Island Fish ‘Tropicalization’
It’s out at the western Channel Islands — Santa Rosa and San Miguel, specifically — where the “really massive” fish turnover is taking place, says UCSB’s Jenn Caselle. Historically, the waters around Santa Rosa and San Miguel were cooler than those surrounding Santa Cruz and Anacapa to the east. They were populated by dark-colored, cold-loving rockfish, señorita, and blacksmith that made their homes and hunting grounds among thick kelp forests.

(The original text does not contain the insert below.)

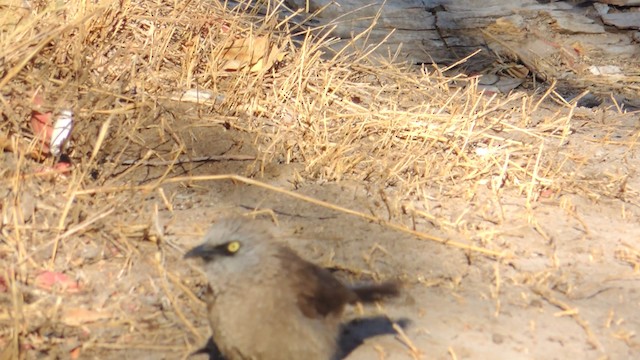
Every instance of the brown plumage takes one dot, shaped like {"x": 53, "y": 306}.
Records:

Now, the observers say, with the higher temperatures, those western islands are starting to look a lot more like their eastern cousins, as warmer-water species like the richly colored garibaldi, sheepshead, and kelp bass move in. They haven’t pushed out the others, but as time goes on, researchers say, the losses of colder-water species are going to outpace the gains of warmer-water varieties. The process is called “tropicalization.” Kelp, which likes a cooler climate and has already been weakened by the warming, is also now being mowed down by runaway urchins.

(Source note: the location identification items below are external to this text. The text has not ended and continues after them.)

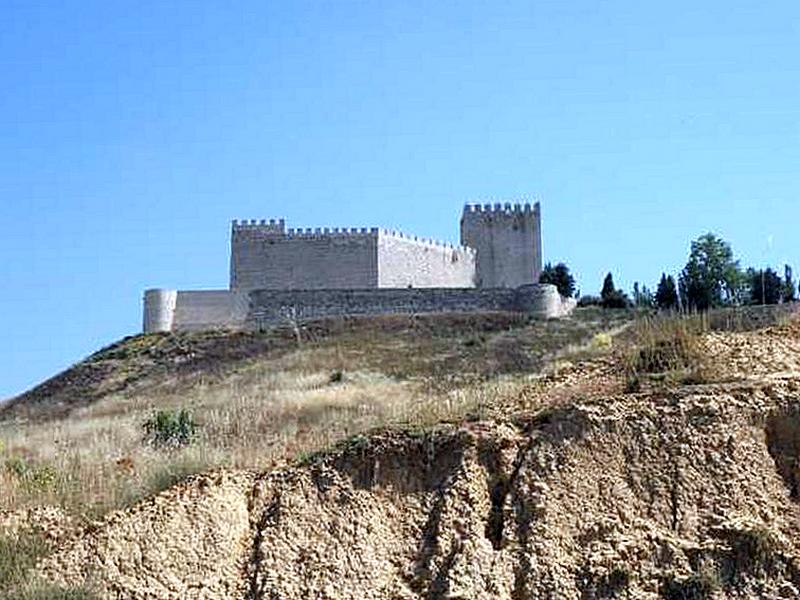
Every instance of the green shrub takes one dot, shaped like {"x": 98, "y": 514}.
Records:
{"x": 696, "y": 587}
{"x": 170, "y": 429}
{"x": 50, "y": 593}
{"x": 31, "y": 475}
{"x": 18, "y": 554}
{"x": 754, "y": 549}
{"x": 668, "y": 349}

Researchers say the losses of colder-water species are going to outpace the gains of warmer-water varieties.
This doesn’t necessarily spell doom and gloom for the islands. As ecosystems naturally change over time, certain plants and animals may insert themselves into the food chain without much disruption when other species migrate or die. But if new conditions arrive too quickly or with too much force, like in the case of the Blob-El Niño event, it can throw the fragile equilibrium out of whack. That’s what happened when the warming trend replaced high-calorie plankton with low-value zooplankton, which hurt small feeder fish like smelt and anchovy. When their numbers took a nosedive, it left the offspring of sea lions and sea birds hungry and stranded on beaches. NOAA’s Ryan Freedman described it as a “food-change mismatch.”

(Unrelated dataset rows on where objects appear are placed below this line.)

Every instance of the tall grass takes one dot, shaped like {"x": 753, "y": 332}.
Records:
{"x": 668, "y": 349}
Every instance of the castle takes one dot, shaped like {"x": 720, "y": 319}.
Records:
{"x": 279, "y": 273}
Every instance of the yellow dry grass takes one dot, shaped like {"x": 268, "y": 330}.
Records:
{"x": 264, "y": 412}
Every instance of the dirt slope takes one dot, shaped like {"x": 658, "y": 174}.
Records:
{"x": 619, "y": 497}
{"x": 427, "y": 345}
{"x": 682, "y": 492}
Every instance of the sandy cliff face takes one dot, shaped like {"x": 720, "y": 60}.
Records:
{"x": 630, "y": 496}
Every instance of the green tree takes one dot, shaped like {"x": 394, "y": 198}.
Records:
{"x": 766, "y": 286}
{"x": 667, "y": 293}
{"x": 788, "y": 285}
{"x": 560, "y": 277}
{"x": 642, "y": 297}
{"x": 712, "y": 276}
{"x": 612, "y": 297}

Looking ahead, Freedman said, regulators need to start thinking about climate change as a much more significant factor in the monitoring and management of marine protected areas (MPAs). When MPAs were first being mapped out in the early 2000s, he said, “climate change wasn’t nearly as loud or as pressing of an issue.”
MPAs have done an incredible amount of good in helping regions depleted of life recover their biomass, Freedman emphasized. But now serious resources need to go into gathering good, quantified data on how these areas are impacted by — and how they may be able to protect the rest of the ocean from — the effects of a changing climate. “Getting that published and in the hands of the state — that’s the next big effort,” he said.